Food and other essentials - we generally self-catered for the whole 7 weeks although we did treat ourselves to a flat white in a cafe each day, which cost around NZ$4. A camping gas canister cost NZ$6.50/11.50 (small/large). Food for 5 days for four people bought in Pak N' Save cost around NZ$200, or NZ$10 per person per day, a little bit more if shopping in New World or Countdown. Our general diet consisted of muesli with fruit (banana and kiwi) and yoghurt for breakfast with juice and filter coffee or porridge and coffee when on a trek; then something like cheese, salami and tomato sandwiches or hummus with carrot and cucumber and ryvitas for lunch, maybe with some crisps and then an easy to cook on a camp stove instant meal for dinner. Exceptions included the odd pie or ice cream, the occasional meal in a shopping centre food court for around NZ$11 or a more luxurious dinner when staying in a holiday park, normally some tasty meat with substantial sides.

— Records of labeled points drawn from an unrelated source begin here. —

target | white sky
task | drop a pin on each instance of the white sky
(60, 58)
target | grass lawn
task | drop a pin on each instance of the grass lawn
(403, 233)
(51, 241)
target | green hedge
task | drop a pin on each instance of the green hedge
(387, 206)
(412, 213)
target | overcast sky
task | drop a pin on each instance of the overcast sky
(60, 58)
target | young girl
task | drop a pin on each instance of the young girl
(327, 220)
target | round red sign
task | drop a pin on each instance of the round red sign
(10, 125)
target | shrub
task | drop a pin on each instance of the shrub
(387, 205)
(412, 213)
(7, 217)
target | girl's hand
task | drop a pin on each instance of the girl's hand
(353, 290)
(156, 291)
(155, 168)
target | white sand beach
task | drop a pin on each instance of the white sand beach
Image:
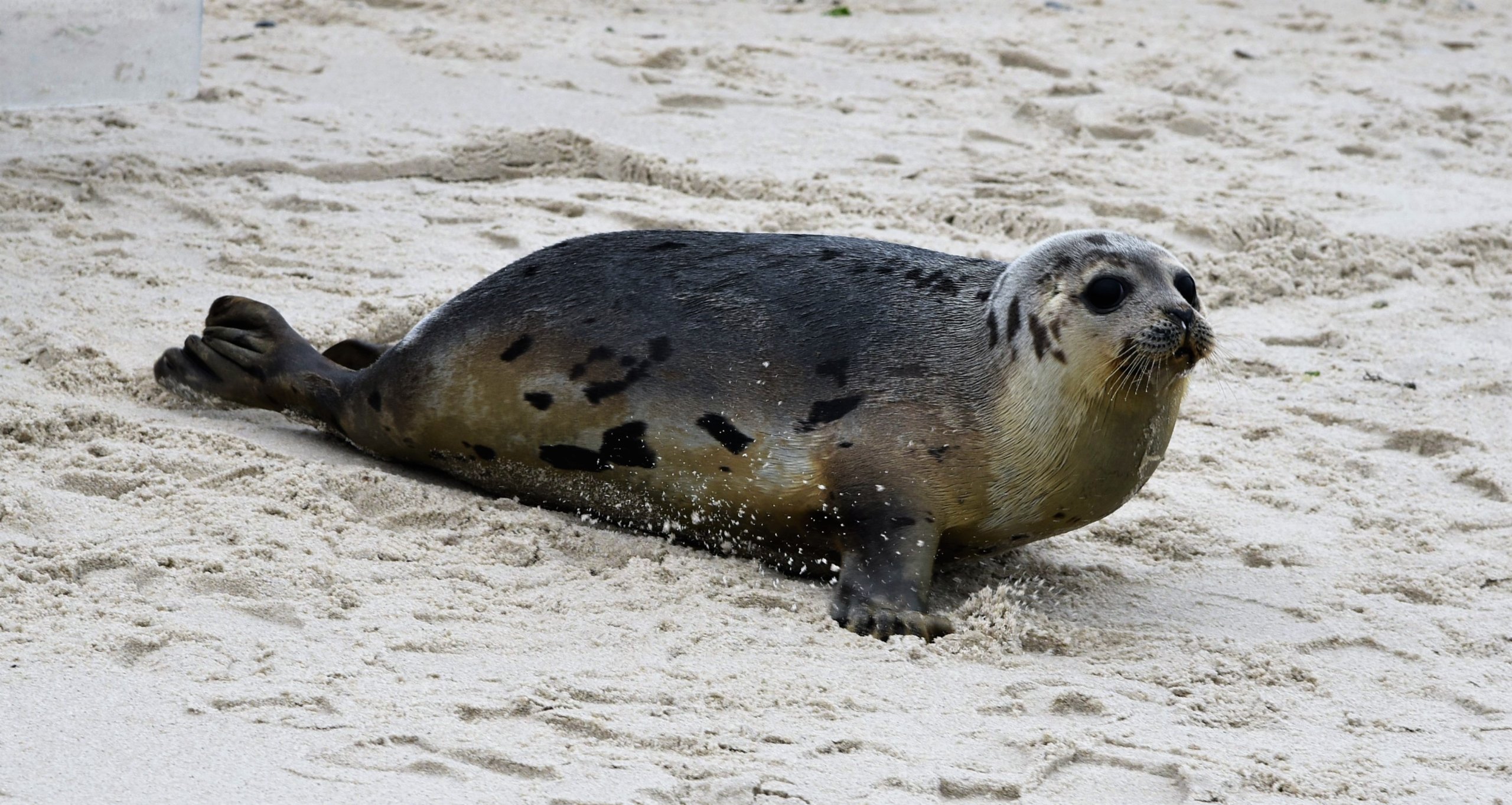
(1311, 601)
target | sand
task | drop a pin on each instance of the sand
(1311, 599)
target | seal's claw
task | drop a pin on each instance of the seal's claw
(249, 354)
(879, 620)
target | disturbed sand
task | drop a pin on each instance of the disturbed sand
(1311, 599)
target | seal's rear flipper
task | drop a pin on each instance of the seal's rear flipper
(356, 353)
(250, 356)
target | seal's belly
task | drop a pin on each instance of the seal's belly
(557, 427)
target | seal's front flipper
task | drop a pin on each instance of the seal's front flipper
(250, 356)
(887, 569)
(356, 353)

A beer in a shop cost around NZ$5 for a big bottle, NZ$7 for a pint in a bar. A bottle of New Zealand wine cost anything from NZ$6 up in the same supermarkets. The Marlborough Sauvignon Blancs are obviously popular for good reason although we found the Central Otago red Pinot Noir a little bit disappointing.

When we did treat ourselves to eating out we were able to find a takeaway Indian meal for around NZ$12, fish n' chips for around NZ$8 or a lunch special (especially in places like Queenstown) for around NZ$10-15. One place that is worth a splurge is a crayfish bar in Kaikoura. There is the famous Nins Bin on the highway north of town but we preferred the crayfish meal offered by Aromas Hut, close to the town on the scenic coastal drive. A whole cray with chips and salad cost NZ$50. The other NZ specialities that we enjoyed were the real fresh fruit ice creams, a novel idea where fresh fruit is mashed up with vanilla ice cream. They can be hard to find but are always well worth it and cost around NZ$3. A more savoury treat is the Steak and Cheese Pie, a NZ tradition, around $4 to clog your arteries up a little but more!

When camping and trekking one thing that you do need is to find a regular shower. We killed two birds with one stone by visiting local swimming pools, spending an hour swimming to loosen up the tired muscles and then a hot shower to feel sparkly clean afterwards. Most pools charge around NZ$4 for entry, some of the best ones were in Wellington, Nelson, and Queenstown.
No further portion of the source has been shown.